I don't believe Rhee is being attacked by Blarney (BL is intentional) Duncan. I think that Robert Brannum initiated this.

Posted by: educationlover54 | August 13, 2010 11:54 AM | Report abuse

I am not too keen about repeating myself lately. Michelle, darling, you are fired. Stop pretending you still work for DCPS and quickly move to CA. Are you that detached from the reality not to notice that your days are over?

Posted by: inickdc | August 13, 2010 4:08 PM | Report abuse

"Someone who breaks the law, “just a little” is just as guilty as someone who breaks it “a lot” the separation comes in the punishment, not the verdict."

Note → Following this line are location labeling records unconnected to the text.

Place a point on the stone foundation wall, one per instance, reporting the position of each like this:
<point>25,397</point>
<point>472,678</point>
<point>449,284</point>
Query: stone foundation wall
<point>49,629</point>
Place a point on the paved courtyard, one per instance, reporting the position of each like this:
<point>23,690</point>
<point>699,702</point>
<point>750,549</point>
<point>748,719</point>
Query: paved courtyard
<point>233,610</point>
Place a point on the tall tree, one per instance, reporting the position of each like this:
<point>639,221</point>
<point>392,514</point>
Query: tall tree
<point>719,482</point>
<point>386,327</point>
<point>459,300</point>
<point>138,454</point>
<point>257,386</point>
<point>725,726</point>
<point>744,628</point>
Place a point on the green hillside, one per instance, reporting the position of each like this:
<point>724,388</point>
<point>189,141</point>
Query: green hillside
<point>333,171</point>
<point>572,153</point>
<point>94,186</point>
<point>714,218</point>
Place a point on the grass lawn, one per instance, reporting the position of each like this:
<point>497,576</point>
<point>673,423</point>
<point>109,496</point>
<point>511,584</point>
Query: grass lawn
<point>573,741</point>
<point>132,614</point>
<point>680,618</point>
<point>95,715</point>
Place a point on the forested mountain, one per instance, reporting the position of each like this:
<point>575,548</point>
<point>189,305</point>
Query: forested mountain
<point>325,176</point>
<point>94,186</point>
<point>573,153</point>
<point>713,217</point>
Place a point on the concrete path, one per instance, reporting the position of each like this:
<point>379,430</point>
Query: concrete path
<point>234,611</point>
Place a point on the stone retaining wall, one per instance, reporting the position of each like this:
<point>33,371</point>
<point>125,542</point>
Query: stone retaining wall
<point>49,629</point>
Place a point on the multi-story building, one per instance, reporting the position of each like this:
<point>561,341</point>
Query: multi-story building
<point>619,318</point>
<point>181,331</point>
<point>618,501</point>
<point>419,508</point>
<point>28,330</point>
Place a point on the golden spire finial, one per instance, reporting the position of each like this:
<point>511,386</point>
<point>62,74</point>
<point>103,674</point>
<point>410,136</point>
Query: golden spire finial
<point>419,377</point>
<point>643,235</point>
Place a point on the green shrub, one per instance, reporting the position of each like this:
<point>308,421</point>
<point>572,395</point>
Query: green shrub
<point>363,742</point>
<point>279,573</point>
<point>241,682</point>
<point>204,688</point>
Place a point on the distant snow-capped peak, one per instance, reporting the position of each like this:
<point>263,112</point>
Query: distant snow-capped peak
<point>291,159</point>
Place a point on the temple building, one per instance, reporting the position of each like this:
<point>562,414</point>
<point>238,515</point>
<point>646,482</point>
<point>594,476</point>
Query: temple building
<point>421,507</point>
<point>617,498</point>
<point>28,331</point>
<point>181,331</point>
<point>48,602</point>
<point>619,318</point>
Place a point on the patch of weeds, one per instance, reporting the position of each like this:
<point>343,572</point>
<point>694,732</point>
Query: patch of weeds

Nope, there is a difference between murder one and manslaughter at the prosecution stage. someone who accidentally murders someone is not as guilty as someone who premeditates it.

People need to remember that the Hatch Act is a far-right-wing law created by Oren Hatch from Utah. I do not believe it ever should have become law and I wonder about the conservatives and right-wingers here who are supporting it. I'd like to ask you all to move to Utah frankly.

Posted by: bbcrock | August 13, 2010 4:11 PM | Report abuse

bbcrock, arent both criminals GUILTY of killing someone. The outcome of their crime is no different: a dead person..The difference is how much time they will spend in prison for it. Whether you like a law or not does not give someone the authority to break it. Whether someone violates the hatch act by ignoring every bullet-point under that law or just ignoring one bullet-point under that law, the law is still broken.

Posted by: lilscooby09 | August 13, 2010 4:28 PM | Report abuse

This administration might not be against Rhee but they are not outwardly supporting her either, probably because she's a political hot potato. She's a great example of someone with good analytical skills who is "delayed" in the area of interpersonal communication. Then again, who knows what is happening behind closed doors.

The other day my newly-elected "councilmember" son referred to police officers as "human capital." I emitted a loud gasp and warned him never to use that phrase in public when speaking about people. Maybe it's what they say on Wall Street, but it's a definite No-No on Main Street.

Posted by: Linda/RetiredTeacher | August 13, 2010 6:03 PM | Report abuse

Linda/Retired Teacher, I agree with you half way. I agree that Rhee is a 'risk' yet not that large for Fenty to replace her. It may be in the making.

Human capital wise, it is a standard human resource lingo to call employees 'human capital' as they are what the nomer stands for- the VERY capital of an organization. I've heard/read it being used across countless industries. It is more palatable than 'worker', which in all honesty almost subtly demotes someone to blue-collar-ship. On another note, calling the DCMPD 'law enforcement officers' would have been just as fine. If anything, I would like to strike that Nazi used name for the head of the schools-'chancellor'-and forbid it from every being used again.

Other than that, Linda, are spot on regarding Rhee.

Posted by: inickdc | August 13, 2010 10:15 PM | Report abuse

Cornell 1984:

Ann Coulter, and Michelle Rhee. Two reasons to distrust Cornell University. Guilt by association? Ya Betcha! And these women have used this tactic to discredit whole classes of people with the kind of venomous ferocity that one might suspect to be rooted in childhood trauma.

Fortunately, most Cornellians don't wish to be identified with either of these zealots.